Faculty Instructional Guide 3rd Edition, 2011

Page 111

DOCUMENTING AND IMPROVING TEACHING

Section 9

Why Evaluate? Doing an evaluation is like doing research. In both cases, you try to answer important questions about a topic. The key to doing both activities well is identifying the right questions and devising means to answer them. The key questions in evaluating teaching are: “How well am I teaching?” and “Which aspects of my teaching are good and which need to be improved?” The first question attempts to provide a global assessment, while the second is analytical and diagnostic in character. All teachers, even the best, can become more effective. While some continually improve and approach their full potential, others make modest improvements early in their careers and then level off, or sometimes even decline. The primary difference is often that those in the former group continually gather information about their teaching and use it as a basis for improvement. Another reason to evaluate is to document the quality of your teaching for others. The only way to provide such information is to gather it, and that means evaluation. Teaching portfolios are becoming a common way of communicating this information to others. Compiling a portfolio also helps you better understand your own teaching. We also evaluate for our own mental and psychological satisfaction. It's one thing to do a good job and think that it went well; it's quite another, and far more enjoyable, to have solid evidence that we did a good job. That knowledge is possible only if we do a thorough job of evaluation.

Five Sources of Information for Evaluating Teaching* Self-Monitoring All teachers self-monitor whenever they teach. While most of your mental activity may be focused on the presentation or discussion, part of your attention is monitoring: “How is it going?”; “Are they with me?”; “Am I losing them?” and “Are they interested or bored?” The first value of self-monitoring is that it is immediate and constant.
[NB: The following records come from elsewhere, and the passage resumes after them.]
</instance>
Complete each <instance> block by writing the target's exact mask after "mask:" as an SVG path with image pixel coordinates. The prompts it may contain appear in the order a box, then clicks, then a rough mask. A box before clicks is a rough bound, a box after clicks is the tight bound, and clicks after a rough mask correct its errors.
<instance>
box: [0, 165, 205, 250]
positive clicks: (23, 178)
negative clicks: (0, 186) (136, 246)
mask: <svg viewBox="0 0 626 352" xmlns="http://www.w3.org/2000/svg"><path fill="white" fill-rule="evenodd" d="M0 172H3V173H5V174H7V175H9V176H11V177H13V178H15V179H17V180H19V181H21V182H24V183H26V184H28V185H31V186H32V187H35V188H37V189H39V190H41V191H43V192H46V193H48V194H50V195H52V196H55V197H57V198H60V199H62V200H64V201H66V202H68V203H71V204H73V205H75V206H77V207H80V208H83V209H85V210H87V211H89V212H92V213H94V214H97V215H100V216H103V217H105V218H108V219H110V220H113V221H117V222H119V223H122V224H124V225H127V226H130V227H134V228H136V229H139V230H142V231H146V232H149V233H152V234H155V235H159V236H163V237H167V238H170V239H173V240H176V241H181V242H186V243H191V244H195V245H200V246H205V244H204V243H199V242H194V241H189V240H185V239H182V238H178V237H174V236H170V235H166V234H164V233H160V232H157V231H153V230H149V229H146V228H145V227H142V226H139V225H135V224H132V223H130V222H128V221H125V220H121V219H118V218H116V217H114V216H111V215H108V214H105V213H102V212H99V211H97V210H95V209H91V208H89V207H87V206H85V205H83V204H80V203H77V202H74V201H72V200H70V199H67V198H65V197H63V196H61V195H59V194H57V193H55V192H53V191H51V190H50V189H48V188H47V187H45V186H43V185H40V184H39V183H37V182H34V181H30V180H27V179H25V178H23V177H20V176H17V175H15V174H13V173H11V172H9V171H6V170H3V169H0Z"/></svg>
You do not have to wait a week or a day or even an hour to get the results. It happens right away; hence, adjustments are possible right away. The second value is that the information generated by self-monitoring is automatically cast in terms that are meaningful to you. You, not someone else, look at the situation and say: “This is what is happening.” You may not always know why it is happening, or what to do about it if it is something you don’t like, but you do have your own sense of what is happening in your teaching. The very strength of self-monitoring, however, may also be its weakness. The kind of information you generate through self-monitoring is subject to your own biases and misinterpretations. Your own blind spots and lack of complete objectivity will cause you at times to misread the responses of students to your teaching. To help counteract the subjectivity of self-monitoring, you may wish to turn to an objective source of information, one without subjective bias.